Mr. Wintemute continued, “Manufacturing performance continued its recent strength, contributing positively to our gross margin percentage of 41% in the third quarter and 40% year-to-date. Further, while our operating expenses rose on an absolute basis, they declined as a percentage of net sales, due in part to improved economies of scale across our businesses and in part to a G&A benefit from our quarterly revaluation of deferred purchase price consideration relating to 2017 acquisitions. Throughout the course of 2018, we have continued to integrate businesses acquired in 2017, launch innovative new products, maintain necessary regulatory compliance, and advance the development of our SIMPAS precision application technology. During the third quarter, we recorded a one-time charge related to a change in the original estimate for the transition tax section of the 2017 Tax Cuts and Jobs Act. Overall, our net income increased by 60% for the quarter and 42% for the first nine months and, during the same periods, EBITDA2 increased by 45% and 30%, respectively.”

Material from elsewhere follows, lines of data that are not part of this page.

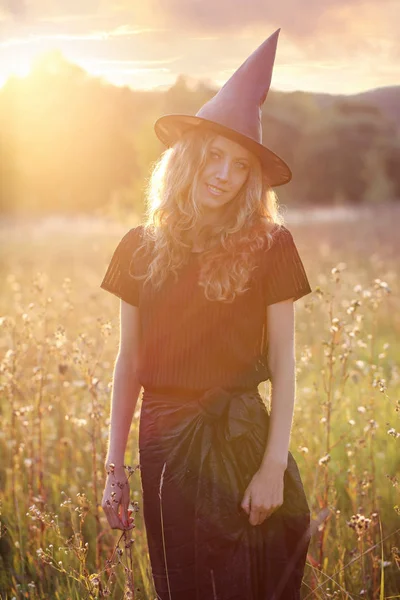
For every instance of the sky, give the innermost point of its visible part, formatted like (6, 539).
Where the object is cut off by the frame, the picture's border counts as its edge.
(334, 46)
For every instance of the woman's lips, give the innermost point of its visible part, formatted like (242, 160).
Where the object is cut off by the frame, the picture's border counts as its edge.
(214, 191)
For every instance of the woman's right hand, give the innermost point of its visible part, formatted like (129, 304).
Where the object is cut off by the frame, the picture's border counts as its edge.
(115, 501)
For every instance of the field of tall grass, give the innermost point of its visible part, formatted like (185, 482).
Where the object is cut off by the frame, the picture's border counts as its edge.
(59, 337)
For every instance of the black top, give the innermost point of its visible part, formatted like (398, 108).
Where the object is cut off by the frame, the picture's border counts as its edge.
(190, 342)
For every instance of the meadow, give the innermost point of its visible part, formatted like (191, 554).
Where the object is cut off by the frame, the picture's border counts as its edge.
(59, 338)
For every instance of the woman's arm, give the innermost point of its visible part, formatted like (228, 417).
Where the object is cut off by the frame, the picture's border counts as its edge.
(281, 362)
(126, 387)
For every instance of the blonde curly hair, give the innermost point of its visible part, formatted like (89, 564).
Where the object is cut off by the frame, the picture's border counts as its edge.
(174, 221)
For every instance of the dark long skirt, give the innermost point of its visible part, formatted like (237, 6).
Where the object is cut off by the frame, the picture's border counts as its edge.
(198, 453)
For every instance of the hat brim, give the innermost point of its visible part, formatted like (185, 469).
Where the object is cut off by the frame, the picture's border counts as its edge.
(170, 128)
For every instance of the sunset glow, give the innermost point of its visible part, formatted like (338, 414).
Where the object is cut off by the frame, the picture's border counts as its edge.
(145, 50)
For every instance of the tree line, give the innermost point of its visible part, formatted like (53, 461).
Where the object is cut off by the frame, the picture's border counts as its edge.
(71, 143)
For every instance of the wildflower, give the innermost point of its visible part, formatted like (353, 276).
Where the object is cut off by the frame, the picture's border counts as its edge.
(393, 433)
(359, 523)
(324, 460)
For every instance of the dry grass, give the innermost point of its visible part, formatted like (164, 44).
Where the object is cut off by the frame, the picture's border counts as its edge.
(58, 343)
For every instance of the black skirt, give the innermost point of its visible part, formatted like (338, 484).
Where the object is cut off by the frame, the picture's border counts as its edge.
(198, 453)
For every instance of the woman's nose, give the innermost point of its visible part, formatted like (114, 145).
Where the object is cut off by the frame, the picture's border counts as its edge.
(223, 171)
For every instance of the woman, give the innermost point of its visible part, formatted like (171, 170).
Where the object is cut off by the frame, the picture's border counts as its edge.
(207, 287)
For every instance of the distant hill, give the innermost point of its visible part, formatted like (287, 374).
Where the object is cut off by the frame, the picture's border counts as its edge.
(387, 99)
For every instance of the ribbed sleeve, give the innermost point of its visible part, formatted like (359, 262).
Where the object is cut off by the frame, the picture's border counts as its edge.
(117, 278)
(285, 276)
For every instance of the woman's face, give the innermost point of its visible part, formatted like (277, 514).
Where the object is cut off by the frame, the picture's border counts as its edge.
(226, 170)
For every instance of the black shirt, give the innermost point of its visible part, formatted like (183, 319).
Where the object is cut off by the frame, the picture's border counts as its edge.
(190, 342)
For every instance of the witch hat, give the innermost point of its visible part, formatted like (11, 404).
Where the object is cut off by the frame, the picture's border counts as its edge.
(235, 112)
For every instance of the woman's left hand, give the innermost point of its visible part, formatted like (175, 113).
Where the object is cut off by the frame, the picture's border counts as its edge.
(264, 494)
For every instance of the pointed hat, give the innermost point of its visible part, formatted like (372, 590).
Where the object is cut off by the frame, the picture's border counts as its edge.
(235, 112)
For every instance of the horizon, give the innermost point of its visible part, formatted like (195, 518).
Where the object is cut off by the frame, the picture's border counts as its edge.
(332, 47)
(190, 79)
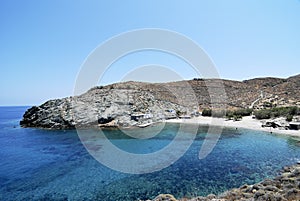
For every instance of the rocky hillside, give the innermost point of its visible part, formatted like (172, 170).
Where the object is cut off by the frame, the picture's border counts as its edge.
(136, 103)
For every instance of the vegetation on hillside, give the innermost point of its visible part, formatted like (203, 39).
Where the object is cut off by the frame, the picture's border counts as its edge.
(287, 112)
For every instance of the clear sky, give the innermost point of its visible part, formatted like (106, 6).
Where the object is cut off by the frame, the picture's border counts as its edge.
(44, 43)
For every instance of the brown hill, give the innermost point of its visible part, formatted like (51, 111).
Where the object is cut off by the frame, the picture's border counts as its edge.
(136, 103)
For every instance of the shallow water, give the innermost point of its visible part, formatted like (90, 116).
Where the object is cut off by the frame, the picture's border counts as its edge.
(54, 165)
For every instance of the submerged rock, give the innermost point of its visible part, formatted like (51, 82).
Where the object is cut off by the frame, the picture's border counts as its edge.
(285, 187)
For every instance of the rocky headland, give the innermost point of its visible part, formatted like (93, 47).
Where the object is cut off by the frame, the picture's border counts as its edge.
(137, 104)
(285, 187)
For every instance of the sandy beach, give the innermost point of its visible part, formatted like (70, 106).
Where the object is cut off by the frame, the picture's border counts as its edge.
(247, 122)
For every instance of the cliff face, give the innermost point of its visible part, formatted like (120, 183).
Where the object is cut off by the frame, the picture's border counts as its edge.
(137, 103)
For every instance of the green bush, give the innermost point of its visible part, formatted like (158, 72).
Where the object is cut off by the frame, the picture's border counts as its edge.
(277, 112)
(289, 118)
(206, 113)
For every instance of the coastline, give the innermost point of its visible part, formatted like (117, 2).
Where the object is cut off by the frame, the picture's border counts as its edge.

Mr. Wintemute concluded, “During the final quarter of 2018, we expect solid year-over-year sales of our soil fumigants and our Equus fungicide, as well as from our domestic non-crop and our Central America distribution businesses. Further, we anticipate continued demand for our products in fruits and vegetables and pre-season purchasing demand for our corn products leading into the 2019 spring planting season. Taken together we anticipate achieving sales revenues in the range of $450 - $460 million for full year 2018 and gross margins in line with our year to date performance. We will provide additional detail on our financial performance and business prospects during the earnings call.”